The battery life on this thing won’t be anything like an M1 equipped MacBook, it still uses the same power as the 5000 series just allows users to get a bit more clock speed. The efficiency difference between a part like this and Apples ARM based M1 is enormous. X86 is less efficient by its very nature. Looking it up, the M1 uses 8.7W when running cinebench.

I dont think you understand just how much more efficient the M1 is to a laptop X86 CPU lol.
 
The battery life on this thing won’t be anything like an M1 equipped MacBook, it still uses the same power as the 5000 series just allows users to get a bit more clock speed. The efficiency difference between a part like this and Apples ARM based M1 is enormous. X86 is less efficient by its very nature. Looking it up, the M1 uses 8.7W when running cinebench.

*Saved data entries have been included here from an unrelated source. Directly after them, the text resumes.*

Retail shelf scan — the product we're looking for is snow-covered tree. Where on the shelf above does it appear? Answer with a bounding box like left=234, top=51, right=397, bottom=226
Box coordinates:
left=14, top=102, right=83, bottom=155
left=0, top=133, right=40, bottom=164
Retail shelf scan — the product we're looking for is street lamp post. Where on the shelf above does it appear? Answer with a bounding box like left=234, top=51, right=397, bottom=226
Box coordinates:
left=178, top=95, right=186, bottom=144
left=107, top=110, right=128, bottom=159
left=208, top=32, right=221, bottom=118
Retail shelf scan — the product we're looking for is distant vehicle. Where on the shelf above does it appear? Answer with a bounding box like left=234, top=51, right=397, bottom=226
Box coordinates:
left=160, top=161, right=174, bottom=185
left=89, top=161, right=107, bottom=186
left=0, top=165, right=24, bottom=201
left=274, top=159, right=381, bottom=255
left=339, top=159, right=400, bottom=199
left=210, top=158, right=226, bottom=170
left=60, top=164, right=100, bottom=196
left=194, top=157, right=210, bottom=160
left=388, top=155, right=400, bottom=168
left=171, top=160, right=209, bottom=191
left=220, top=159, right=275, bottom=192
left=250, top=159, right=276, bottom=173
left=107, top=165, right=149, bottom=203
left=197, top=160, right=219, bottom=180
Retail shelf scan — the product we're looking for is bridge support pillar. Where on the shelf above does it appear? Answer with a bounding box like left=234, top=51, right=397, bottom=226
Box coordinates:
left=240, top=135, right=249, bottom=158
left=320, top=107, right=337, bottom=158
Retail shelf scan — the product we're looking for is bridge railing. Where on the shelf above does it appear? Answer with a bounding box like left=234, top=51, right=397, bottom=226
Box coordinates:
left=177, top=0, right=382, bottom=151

I dont think you understand just how much more efficient the M1 is to a laptop X86 CPU lol.
I don't think you really know, as it really isn't that much more efficient. It is more efficient no doubt, but many factors play into this. And being ARM is not one of them.

The M1 is a highly integrated chip, with everything on a single package. There isn't a X86 chip like that, nor has there been a need for one. Thin and light is not where the money is, Enterprise is. Apple also enjoys a massive node advantage.

The 6000 series is a massive step up from the 5000 series in regards to battery life. Some of it has to do with the new node, some of it is from the move to RDNA 2 and how horrible Vega was with Idle power usage.

When it comes to light workloads and idle power usage the 6000 series is a massive improvement and battery life improvements have already shown to be massive. Most workloads are light, not heavy, So while battery life with a heavily load may only have improved 20-30%, battery life with light loads is nearly 100% improved.

I own a m1 macbook air, battery life when the machine is under a heavy load vs normal light loads are two different beasts.

The Standby power usage for windows machines have always been partly a windows problem. As I've used Surface devices that could sit in standby mode for a month and only drop a few % on the battery, while a Dell laptop could hardly make it a day in standby.

Apple's M1 Performance Cores are not a whole deal more efficient than Zen 3 in theory.
 
The battery life on this thing won’t be anything like an M1 equipped MacBook, it still uses the same power as the 5000 series just allows users to get a bit more clock speed. The efficiency difference between a part like this and Apples ARM based M1 is enormous. X86 is less efficient by its very nature. Looking it up, the M1 uses 8.7W when running cinebench.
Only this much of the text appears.